Living with a disability is by no means easy. Whether it is a condition you were born with or one acquired later in life due to an injury or illness, a disability can present challenges in various areas of a person’s life. One major area it can impact is the ability to work. When the ability to work is constrained by a disability, this could leave some individuals facing financial problems.
In order to address financial hardships related to a current disability, individuals frequently rely on government programs that specifically help those living with disabilities. Social Security disability benefits, whether SSDI or SSI, could provide a disabled person with the funds they need to get by. But how does the SSA know how much to award? And how do they calculate your needs when it comes to providing you with SSD benefits?
The Social Security Administration views applicants as either disabled or not disabled. In other words, there is no middle ground and applicants are not defined as being partially or temporarily disabled. Either an applicant meets their definition of disabled or not. In most cases, this means the applicant is not able to do the work that they used to, are not able to do other work because of their current disability and his or her disability has lasted or is expected to last at least a year or result in death.
In addition to having a medical condition that meets the SSA’s definition of disability, an applicant must have worked in a job that is covered by Social Security, having certain stipulations.
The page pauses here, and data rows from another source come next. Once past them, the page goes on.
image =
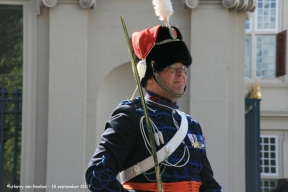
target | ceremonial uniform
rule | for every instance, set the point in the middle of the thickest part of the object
(127, 145)
(122, 146)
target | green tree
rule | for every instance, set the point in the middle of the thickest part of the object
(11, 70)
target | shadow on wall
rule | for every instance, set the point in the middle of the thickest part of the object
(117, 86)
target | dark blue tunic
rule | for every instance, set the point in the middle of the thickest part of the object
(122, 146)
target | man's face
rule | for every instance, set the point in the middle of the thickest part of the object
(174, 76)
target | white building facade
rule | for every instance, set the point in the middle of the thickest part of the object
(76, 70)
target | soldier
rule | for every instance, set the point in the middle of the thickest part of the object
(181, 148)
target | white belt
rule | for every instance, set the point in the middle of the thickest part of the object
(162, 154)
The SSA will then evaluate your application. They will look at things such as whether you are currently working, is your condition severe, is your condition found on the list of disabling conditions, are you able to do the work you previously did and whether you can do any other type of work.
If you qualify for benefits, the amount you receive each month will be based on your earnings before becoming disabled and how many years you worked while paying Social Security taxes. Applicants should note that being approved for SSD benefits does not mean immediate enjoyment of these benefits. There is a mandatory waiting period of five months.
Although those living with disabilities are very capable in most areas of life, if a disability limits or prevents a person from working, this can cause serious financial hardships. Thus, it is important to understand what rights are afforded to those living with disabilities and how one can initiate their application for benefits.